The map is still in flux. There has also been the continued territorial dispute over some islands currently controlled and claimed by Japan, but claimed also by China. Japan and Korea are still in debate over the Island of Dokdo in the shared sea of Korea and Japan. Still, numerous issues from the time of Japanese rule continue to generate ill-feeling in China and Korea. It has a lot to do with Japan's refusal to admit and apologize for its wrongdoings, refusal to compensate the victims, and to continue distorting history in school textbooks. The fact is that there can be no forgiveness if one does not ask for it, or wants to be forgiven.
The political situation has also gotten much more complicated owing to the division of Korea by the warlike, communist north [one slide is lost] and the pragmatic, democratic-capitalist south, a precarious situation which offers ground for political manipulation to China and Japan - the former siding with the North for its own interest, the latter as a reason for undue military build-up. China's recent annexation of Tibet and the land of Uyghur has made all their moves in the region suspicious of hidden intentions. Threatening is also the fact that China can exercise a vote in the Security Council at the UN. Japan has been nervous and defensive as China and Korea have posed serious challenges and threats by encroaching upon its share of world trade. With the memory of the pre-Modern era when China exerted its political dominance and cultural imperialism on them, Korea and Japan are cautiously watching China’s recent rise as a world power. We do not really know how this map will change in the future.
This time-old, threesome affair resulted in an interesting phenomenon, that much of the cultural nationalism has been internally oriented within the region. But now it comes to have an added dimension as they are interwoven in the global competition in economy and culture. It is either to reclaim the mastership of Asian culture to the world as in the case of China (well felt at the opening ceremony for the 2009 Summer Olympic in China); or to rebuke such a claim in the case of Japan (holding to its past glory) or to prove its own significance and cultural identity in the case of Korea (as revealed by the new national museum building). All three are involved in globalization but largely without forsaking cultural nationalism. This is in line with what Henry Kissinger wrote in his article, 'Price of Globalization' (for a newspaper of Abhu Dabhi. Gulf News, May 27, 2008). I quote, 'For the first time in history, a genuine global economic system has come into being with the prospect of heretofore unimagined well-being. At the same time - paradoxically - the process of globalization tempts a nationalism that threatens its fulfillment'. Yes, it is true that the trend of globalization fired up cultural nationalism in a new way, however more inclined towards contest than the earlier oppression and aggression among three countries. Globalization has inspired regional solidarity and alliance to guard the region against the powerful outsider. There has not been the formation of an Asian Union like the European Union. It may not be possible as long as two ideologies, namely communism and democracy, co-exist in conflict in Asia.

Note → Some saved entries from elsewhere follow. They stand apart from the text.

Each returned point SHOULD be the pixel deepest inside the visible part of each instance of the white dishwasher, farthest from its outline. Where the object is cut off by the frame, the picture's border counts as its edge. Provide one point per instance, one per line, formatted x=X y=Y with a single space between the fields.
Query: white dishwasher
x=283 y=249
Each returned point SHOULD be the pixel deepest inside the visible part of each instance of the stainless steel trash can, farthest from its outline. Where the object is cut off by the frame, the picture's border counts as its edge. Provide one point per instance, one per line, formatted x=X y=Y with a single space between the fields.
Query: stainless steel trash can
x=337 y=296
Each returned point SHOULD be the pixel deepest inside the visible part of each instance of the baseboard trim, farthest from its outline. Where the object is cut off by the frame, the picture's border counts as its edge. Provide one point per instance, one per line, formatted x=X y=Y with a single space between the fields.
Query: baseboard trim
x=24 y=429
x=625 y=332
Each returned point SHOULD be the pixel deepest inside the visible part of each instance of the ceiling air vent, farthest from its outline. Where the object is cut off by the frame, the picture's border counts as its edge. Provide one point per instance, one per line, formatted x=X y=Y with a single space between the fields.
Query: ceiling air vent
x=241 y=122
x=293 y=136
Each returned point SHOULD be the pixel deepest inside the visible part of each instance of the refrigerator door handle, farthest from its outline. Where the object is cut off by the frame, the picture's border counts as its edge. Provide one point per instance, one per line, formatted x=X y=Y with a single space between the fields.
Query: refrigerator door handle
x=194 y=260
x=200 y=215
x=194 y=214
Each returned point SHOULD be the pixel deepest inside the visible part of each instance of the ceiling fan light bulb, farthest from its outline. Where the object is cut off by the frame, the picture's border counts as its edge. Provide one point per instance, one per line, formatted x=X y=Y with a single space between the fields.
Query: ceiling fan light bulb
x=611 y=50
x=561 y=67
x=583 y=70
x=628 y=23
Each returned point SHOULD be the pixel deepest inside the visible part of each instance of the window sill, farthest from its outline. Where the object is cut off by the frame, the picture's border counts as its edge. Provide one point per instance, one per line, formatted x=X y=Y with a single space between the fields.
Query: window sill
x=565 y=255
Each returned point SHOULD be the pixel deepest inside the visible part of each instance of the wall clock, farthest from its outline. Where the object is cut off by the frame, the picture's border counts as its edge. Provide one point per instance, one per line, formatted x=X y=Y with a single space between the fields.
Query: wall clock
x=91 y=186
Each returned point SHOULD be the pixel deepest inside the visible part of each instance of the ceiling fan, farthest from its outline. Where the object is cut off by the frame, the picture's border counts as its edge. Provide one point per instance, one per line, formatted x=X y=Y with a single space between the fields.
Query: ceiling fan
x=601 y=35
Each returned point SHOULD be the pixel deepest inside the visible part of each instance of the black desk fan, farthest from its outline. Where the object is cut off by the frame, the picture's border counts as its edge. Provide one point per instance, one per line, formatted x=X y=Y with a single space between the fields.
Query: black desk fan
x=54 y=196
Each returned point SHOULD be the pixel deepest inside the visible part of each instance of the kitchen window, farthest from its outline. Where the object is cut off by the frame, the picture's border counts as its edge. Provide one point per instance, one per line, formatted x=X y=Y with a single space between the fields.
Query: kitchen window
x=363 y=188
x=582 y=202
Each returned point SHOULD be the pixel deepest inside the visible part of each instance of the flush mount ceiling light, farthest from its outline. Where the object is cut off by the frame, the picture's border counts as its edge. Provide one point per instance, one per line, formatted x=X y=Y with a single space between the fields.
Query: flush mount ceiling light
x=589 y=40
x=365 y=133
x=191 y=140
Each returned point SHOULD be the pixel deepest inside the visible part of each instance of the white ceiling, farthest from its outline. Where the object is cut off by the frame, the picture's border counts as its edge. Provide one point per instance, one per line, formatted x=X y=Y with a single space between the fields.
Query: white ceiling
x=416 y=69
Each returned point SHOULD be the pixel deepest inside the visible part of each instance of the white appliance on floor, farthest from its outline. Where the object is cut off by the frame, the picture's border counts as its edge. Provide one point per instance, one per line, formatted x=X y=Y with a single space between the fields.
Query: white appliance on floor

Now let us turn to the museums themselves. Given the time limit I shall refrain from giving you too many details for each museum under discussion. First, national museums of China.
National museums of China
There was a time when the Chinese culture was represented by the two great national museums; the Palace Museum, Beijing, in that Forbidden City and the National Palace Museum, Taipei. But in the last ten years, The Communist Party decided to create a new national museum of China by merging the existing History museum and the Revolutionary Museum attached to the Tiananmen Square. It is due to open within this year. In a rather dusty condition, rarely visited, it had been more famous since 1990 for its Countdown Billboard hung on its 313 meters long façade for such events as the resumption of China's sovereignty of Hong Kong (1997) and of Macau (1998), and for the Beijing Olympics 2008, as you see here. And it was recently for the 2010 Shanghai Expo. The State Administration of Cultural Heritage has recently handed over to the Museum about 400,000 cultural relics in its possession, as an addition to the existing 600,000 items. Major archaeological discoveries heretofore housed in provincial museums will be presented on a rotation basis. When it opens, the exhibition space of 192,000 square metres will more than double the previous space. It will have 28 new exhibition halls and state of the art exhibition facilities and storage. The Museum will become one of the largest in the word, not to mention in Asia. The collection is to cover the Chinese culture from the Paleolithic period through to the end of Qing dynasty, as well as all the mementos for the achievements of the Red Army leading to the founding of PRC. Obviously cultural nationalism will remain a strong undercurrent geared by the State.
The Palace Museum collection in the Forbidden City shares the Ming and Qing imperial collection with the National Palace Museum Taipei. Quite a number of objects from this collection also went overseas during the chaotic time of dynastic collapse and in the early part of the 20th century. Limited by the nature of the space and the collection, the Museum could not extend its programmes much beyond its holdings. However, lately it managed to create a space for special exhibitions for international loan exhibitions; it has held such exhibitions as the one from Vienna’s royal collection.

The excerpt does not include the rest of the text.